生涯に主君を何回も変えている人物でもある。主君が死亡したり、家が取りつぶしになったりしたためもあるが、どの主君と一悶着起こしているようである。しかし、なぜか武将というよりは文官の増田長盛には素直に仕えていたようである。このあたり、増田長盛は独特の威風を持っていたのかもわからない。
勘兵衛は関ヶ原の戦いには従軍できなかった。増田長盛は奈良にいた自らの手勢を参戦させることなく温存していたためであり、勘兵衛は城の留守居であった。この長盛の行動は謎である。
戦後、増田長盛は徳川家康により所領を没収され高野山に入れられたが、そのような情勢下になっても、「主君より預けられた城である」として、東軍が取り巻いても一顧だにせず城を明け渡そうとしなかった。ようやく増田長盛自らの開城命令書が届いて城を開けわたしたが、その際の進退のすばらしさに東軍からも賞賛の声があがり、仕官の誘いが跡を絶たなかったようである。
その後同郷の藤堂高虎に2万石で仕えるが、大阪冬の陣で戦い方で主君の藤堂高虎と意見が食い違ったところ(絶好の攻める場面であったが高虎は家康・秀忠に使いをよこしてその指図を仰ごうとしたのである)、勘兵衛は自らの手勢で攻めかかってしまったのである。

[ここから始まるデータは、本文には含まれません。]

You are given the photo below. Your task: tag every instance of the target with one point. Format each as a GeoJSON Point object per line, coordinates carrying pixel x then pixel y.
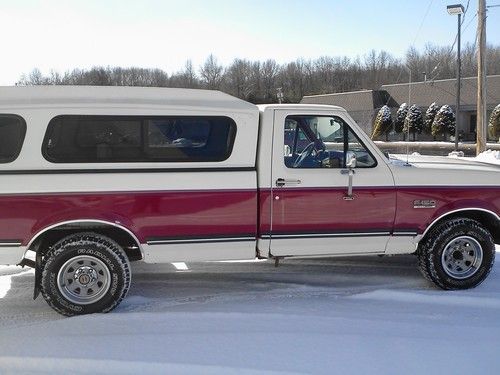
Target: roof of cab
{"type": "Point", "coordinates": [53, 96]}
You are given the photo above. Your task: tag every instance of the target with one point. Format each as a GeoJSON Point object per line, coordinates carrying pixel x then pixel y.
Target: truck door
{"type": "Point", "coordinates": [314, 210]}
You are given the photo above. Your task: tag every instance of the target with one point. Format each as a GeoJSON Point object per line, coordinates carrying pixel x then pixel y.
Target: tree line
{"type": "Point", "coordinates": [436, 121]}
{"type": "Point", "coordinates": [258, 81]}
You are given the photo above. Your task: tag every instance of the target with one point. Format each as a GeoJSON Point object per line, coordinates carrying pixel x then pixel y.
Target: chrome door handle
{"type": "Point", "coordinates": [280, 182]}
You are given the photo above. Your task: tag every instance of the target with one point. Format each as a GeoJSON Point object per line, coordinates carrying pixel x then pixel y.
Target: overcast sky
{"type": "Point", "coordinates": [63, 35]}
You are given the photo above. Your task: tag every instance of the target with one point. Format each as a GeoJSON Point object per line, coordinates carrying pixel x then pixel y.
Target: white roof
{"type": "Point", "coordinates": [53, 96]}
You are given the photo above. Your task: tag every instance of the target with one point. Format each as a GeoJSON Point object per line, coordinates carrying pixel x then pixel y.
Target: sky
{"type": "Point", "coordinates": [63, 35]}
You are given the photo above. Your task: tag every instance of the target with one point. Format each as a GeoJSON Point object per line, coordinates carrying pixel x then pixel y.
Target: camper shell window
{"type": "Point", "coordinates": [12, 132]}
{"type": "Point", "coordinates": [108, 139]}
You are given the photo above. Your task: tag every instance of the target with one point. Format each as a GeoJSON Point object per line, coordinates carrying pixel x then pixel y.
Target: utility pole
{"type": "Point", "coordinates": [481, 79]}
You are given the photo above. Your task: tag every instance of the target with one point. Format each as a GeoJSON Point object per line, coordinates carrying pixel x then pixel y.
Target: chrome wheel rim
{"type": "Point", "coordinates": [462, 257]}
{"type": "Point", "coordinates": [83, 280]}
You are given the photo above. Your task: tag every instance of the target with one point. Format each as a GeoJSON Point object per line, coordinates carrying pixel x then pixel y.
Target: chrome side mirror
{"type": "Point", "coordinates": [350, 160]}
{"type": "Point", "coordinates": [287, 150]}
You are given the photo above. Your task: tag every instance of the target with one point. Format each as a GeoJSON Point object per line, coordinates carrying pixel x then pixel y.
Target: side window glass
{"type": "Point", "coordinates": [363, 158]}
{"type": "Point", "coordinates": [322, 142]}
{"type": "Point", "coordinates": [115, 139]}
{"type": "Point", "coordinates": [12, 132]}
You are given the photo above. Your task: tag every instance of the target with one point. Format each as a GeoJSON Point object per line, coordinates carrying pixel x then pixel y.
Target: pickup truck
{"type": "Point", "coordinates": [92, 178]}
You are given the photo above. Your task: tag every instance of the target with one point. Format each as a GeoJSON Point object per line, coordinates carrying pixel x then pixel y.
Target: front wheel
{"type": "Point", "coordinates": [85, 273]}
{"type": "Point", "coordinates": [457, 254]}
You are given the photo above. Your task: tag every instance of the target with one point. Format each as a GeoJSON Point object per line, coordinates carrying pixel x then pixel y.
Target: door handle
{"type": "Point", "coordinates": [350, 173]}
{"type": "Point", "coordinates": [280, 182]}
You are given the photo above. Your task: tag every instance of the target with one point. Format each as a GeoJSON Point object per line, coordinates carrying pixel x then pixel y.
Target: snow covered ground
{"type": "Point", "coordinates": [489, 156]}
{"type": "Point", "coordinates": [365, 315]}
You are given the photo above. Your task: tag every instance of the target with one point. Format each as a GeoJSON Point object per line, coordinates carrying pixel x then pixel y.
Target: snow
{"type": "Point", "coordinates": [365, 315]}
{"type": "Point", "coordinates": [489, 156]}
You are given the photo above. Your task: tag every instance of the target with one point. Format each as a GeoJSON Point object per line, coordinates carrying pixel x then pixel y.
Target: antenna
{"type": "Point", "coordinates": [408, 128]}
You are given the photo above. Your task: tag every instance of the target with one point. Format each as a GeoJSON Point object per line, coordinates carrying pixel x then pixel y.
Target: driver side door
{"type": "Point", "coordinates": [312, 213]}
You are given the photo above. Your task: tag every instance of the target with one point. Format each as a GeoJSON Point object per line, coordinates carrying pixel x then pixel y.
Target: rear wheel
{"type": "Point", "coordinates": [85, 273]}
{"type": "Point", "coordinates": [457, 254]}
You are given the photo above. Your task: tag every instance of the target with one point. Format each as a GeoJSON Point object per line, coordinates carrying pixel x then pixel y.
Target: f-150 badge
{"type": "Point", "coordinates": [424, 203]}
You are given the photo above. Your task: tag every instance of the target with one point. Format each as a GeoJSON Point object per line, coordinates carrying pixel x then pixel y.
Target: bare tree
{"type": "Point", "coordinates": [211, 73]}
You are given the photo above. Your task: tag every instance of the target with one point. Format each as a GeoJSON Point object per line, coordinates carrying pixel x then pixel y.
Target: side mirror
{"type": "Point", "coordinates": [350, 160]}
{"type": "Point", "coordinates": [287, 150]}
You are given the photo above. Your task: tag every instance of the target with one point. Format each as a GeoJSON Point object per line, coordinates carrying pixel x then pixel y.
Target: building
{"type": "Point", "coordinates": [363, 105]}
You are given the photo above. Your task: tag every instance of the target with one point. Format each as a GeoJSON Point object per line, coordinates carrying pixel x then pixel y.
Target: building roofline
{"type": "Point", "coordinates": [435, 81]}
{"type": "Point", "coordinates": [340, 93]}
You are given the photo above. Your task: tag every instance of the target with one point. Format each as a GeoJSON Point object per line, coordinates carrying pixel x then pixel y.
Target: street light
{"type": "Point", "coordinates": [457, 9]}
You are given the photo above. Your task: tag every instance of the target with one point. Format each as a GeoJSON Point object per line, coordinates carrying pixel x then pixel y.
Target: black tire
{"type": "Point", "coordinates": [85, 273]}
{"type": "Point", "coordinates": [457, 254]}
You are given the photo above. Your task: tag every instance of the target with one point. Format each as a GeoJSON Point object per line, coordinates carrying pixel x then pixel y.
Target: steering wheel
{"type": "Point", "coordinates": [306, 152]}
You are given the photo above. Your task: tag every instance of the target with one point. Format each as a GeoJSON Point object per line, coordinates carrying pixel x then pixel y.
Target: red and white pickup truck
{"type": "Point", "coordinates": [92, 178]}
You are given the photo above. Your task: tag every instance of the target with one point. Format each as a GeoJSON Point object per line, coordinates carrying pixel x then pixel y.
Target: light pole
{"type": "Point", "coordinates": [457, 9]}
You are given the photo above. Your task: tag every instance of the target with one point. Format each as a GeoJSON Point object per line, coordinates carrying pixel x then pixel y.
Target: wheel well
{"type": "Point", "coordinates": [121, 236]}
{"type": "Point", "coordinates": [487, 219]}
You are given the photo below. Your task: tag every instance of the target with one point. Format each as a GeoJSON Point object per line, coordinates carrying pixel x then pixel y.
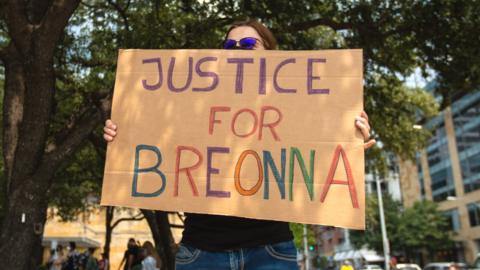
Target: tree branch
{"type": "Point", "coordinates": [137, 217]}
{"type": "Point", "coordinates": [122, 12]}
{"type": "Point", "coordinates": [77, 135]}
{"type": "Point", "coordinates": [99, 145]}
{"type": "Point", "coordinates": [3, 54]}
{"type": "Point", "coordinates": [17, 23]}
{"type": "Point", "coordinates": [54, 23]}
{"type": "Point", "coordinates": [317, 22]}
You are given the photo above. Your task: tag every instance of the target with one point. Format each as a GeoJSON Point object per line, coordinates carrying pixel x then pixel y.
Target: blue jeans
{"type": "Point", "coordinates": [281, 256]}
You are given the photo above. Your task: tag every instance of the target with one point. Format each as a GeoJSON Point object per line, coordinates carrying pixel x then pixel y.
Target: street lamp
{"type": "Point", "coordinates": [386, 245]}
{"type": "Point", "coordinates": [305, 247]}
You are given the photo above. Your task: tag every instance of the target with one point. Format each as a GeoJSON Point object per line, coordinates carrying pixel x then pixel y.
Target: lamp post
{"type": "Point", "coordinates": [386, 245]}
{"type": "Point", "coordinates": [305, 248]}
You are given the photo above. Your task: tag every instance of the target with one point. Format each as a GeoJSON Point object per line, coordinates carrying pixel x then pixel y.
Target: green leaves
{"type": "Point", "coordinates": [422, 226]}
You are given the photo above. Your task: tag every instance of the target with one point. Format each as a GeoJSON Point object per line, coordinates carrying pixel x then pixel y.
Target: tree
{"type": "Point", "coordinates": [420, 228]}
{"type": "Point", "coordinates": [59, 58]}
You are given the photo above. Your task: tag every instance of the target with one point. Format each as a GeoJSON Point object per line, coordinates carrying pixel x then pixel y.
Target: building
{"type": "Point", "coordinates": [448, 172]}
{"type": "Point", "coordinates": [89, 231]}
{"type": "Point", "coordinates": [335, 242]}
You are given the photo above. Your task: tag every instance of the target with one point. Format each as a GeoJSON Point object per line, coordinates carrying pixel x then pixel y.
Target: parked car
{"type": "Point", "coordinates": [371, 267]}
{"type": "Point", "coordinates": [445, 266]}
{"type": "Point", "coordinates": [408, 266]}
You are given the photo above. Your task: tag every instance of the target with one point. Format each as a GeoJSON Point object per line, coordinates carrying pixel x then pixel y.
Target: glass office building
{"type": "Point", "coordinates": [448, 171]}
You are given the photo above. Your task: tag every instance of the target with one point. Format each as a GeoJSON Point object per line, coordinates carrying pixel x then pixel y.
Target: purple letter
{"type": "Point", "coordinates": [206, 74]}
{"type": "Point", "coordinates": [275, 74]}
{"type": "Point", "coordinates": [263, 72]}
{"type": "Point", "coordinates": [156, 86]}
{"type": "Point", "coordinates": [310, 77]}
{"type": "Point", "coordinates": [170, 75]}
{"type": "Point", "coordinates": [239, 79]}
{"type": "Point", "coordinates": [211, 170]}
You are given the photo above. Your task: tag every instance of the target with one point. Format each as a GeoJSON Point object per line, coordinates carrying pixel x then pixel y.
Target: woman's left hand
{"type": "Point", "coordinates": [361, 122]}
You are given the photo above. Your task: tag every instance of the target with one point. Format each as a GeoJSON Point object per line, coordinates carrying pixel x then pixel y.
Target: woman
{"type": "Point", "coordinates": [152, 260]}
{"type": "Point", "coordinates": [225, 242]}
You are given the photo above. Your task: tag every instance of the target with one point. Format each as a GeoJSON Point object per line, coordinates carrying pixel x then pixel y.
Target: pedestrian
{"type": "Point", "coordinates": [131, 258]}
{"type": "Point", "coordinates": [151, 261]}
{"type": "Point", "coordinates": [58, 259]}
{"type": "Point", "coordinates": [347, 265]}
{"type": "Point", "coordinates": [91, 261]}
{"type": "Point", "coordinates": [73, 258]}
{"type": "Point", "coordinates": [228, 242]}
{"type": "Point", "coordinates": [103, 263]}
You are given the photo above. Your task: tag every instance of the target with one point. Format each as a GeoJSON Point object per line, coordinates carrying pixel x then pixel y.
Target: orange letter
{"type": "Point", "coordinates": [186, 169]}
{"type": "Point", "coordinates": [350, 182]}
{"type": "Point", "coordinates": [238, 168]}
{"type": "Point", "coordinates": [255, 122]}
{"type": "Point", "coordinates": [269, 125]}
{"type": "Point", "coordinates": [213, 110]}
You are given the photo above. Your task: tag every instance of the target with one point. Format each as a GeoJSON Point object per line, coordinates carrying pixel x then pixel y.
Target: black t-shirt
{"type": "Point", "coordinates": [135, 252]}
{"type": "Point", "coordinates": [219, 233]}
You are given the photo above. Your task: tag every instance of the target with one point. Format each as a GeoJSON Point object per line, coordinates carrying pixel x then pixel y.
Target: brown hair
{"type": "Point", "coordinates": [150, 249]}
{"type": "Point", "coordinates": [268, 39]}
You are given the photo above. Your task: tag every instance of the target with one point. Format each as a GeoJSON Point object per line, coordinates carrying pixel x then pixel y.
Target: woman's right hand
{"type": "Point", "coordinates": [109, 131]}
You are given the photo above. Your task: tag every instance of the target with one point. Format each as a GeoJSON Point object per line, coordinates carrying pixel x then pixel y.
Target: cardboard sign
{"type": "Point", "coordinates": [258, 134]}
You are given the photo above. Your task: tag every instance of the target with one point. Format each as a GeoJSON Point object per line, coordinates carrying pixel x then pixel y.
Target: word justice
{"type": "Point", "coordinates": [265, 164]}
{"type": "Point", "coordinates": [241, 64]}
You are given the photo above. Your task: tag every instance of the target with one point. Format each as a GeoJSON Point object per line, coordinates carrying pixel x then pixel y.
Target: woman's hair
{"type": "Point", "coordinates": [151, 251]}
{"type": "Point", "coordinates": [268, 39]}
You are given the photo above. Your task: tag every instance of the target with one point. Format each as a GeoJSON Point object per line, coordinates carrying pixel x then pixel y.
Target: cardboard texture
{"type": "Point", "coordinates": [258, 134]}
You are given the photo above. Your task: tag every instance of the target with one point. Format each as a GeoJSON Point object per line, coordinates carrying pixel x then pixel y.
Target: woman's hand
{"type": "Point", "coordinates": [109, 131]}
{"type": "Point", "coordinates": [361, 122]}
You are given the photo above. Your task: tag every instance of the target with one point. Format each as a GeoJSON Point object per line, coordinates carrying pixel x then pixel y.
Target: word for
{"type": "Point", "coordinates": [263, 165]}
{"type": "Point", "coordinates": [258, 122]}
{"type": "Point", "coordinates": [241, 64]}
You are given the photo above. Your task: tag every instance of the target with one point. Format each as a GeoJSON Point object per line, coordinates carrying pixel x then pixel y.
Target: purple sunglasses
{"type": "Point", "coordinates": [246, 43]}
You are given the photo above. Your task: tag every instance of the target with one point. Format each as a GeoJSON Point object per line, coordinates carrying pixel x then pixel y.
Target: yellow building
{"type": "Point", "coordinates": [89, 231]}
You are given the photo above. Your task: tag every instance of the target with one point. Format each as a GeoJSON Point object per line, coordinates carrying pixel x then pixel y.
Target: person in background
{"type": "Point", "coordinates": [347, 265]}
{"type": "Point", "coordinates": [73, 257]}
{"type": "Point", "coordinates": [103, 262]}
{"type": "Point", "coordinates": [131, 258]}
{"type": "Point", "coordinates": [91, 261]}
{"type": "Point", "coordinates": [58, 259]}
{"type": "Point", "coordinates": [228, 242]}
{"type": "Point", "coordinates": [151, 261]}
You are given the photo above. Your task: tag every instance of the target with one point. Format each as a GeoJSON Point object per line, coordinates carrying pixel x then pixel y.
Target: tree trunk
{"type": "Point", "coordinates": [34, 33]}
{"type": "Point", "coordinates": [162, 236]}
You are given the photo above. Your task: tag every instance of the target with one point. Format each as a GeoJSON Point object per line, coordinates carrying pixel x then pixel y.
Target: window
{"type": "Point", "coordinates": [442, 184]}
{"type": "Point", "coordinates": [474, 213]}
{"type": "Point", "coordinates": [466, 120]}
{"type": "Point", "coordinates": [453, 219]}
{"type": "Point", "coordinates": [471, 172]}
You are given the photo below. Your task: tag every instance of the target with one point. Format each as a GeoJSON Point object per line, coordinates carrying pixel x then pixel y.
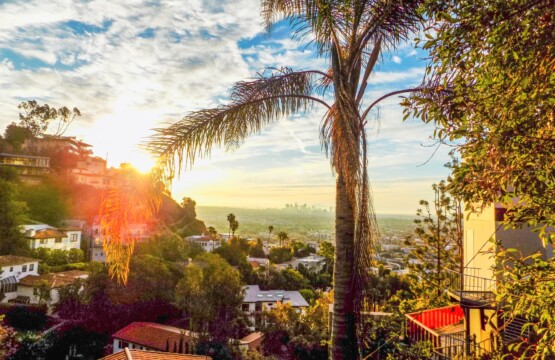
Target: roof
{"type": "Point", "coordinates": [128, 354]}
{"type": "Point", "coordinates": [55, 280]}
{"type": "Point", "coordinates": [153, 335]}
{"type": "Point", "coordinates": [254, 294]}
{"type": "Point", "coordinates": [251, 337]}
{"type": "Point", "coordinates": [11, 260]}
{"type": "Point", "coordinates": [48, 234]}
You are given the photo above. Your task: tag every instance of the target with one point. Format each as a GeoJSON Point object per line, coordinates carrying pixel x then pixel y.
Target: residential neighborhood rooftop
{"type": "Point", "coordinates": [54, 280]}
{"type": "Point", "coordinates": [254, 294]}
{"type": "Point", "coordinates": [128, 354]}
{"type": "Point", "coordinates": [11, 260]}
{"type": "Point", "coordinates": [153, 335]}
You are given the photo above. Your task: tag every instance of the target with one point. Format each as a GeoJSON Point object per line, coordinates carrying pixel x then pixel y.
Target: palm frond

このとき、池波正太郎の勘兵衛を描いた「戦国幻想曲」という作品では、ロマンチックな場面が出てくる。さすがに池波正太郎である。
このときのことを恨みに思われた結果、勘兵衛は藤堂家も退転することとなる。
藤堂家ではよほどこの退転を恨みに思ったのか、「奉公構」を出した。これが出ていれば他の家が仕官を求めることをとめてしまうのである。その後何回か藤堂家と和解のチャンスはあったものの、ことごとく失敗した。意地があったのであろう。
その後は彼の才を惜しむ大名から捨て扶持を貰い、京都で睡庵と称して没した。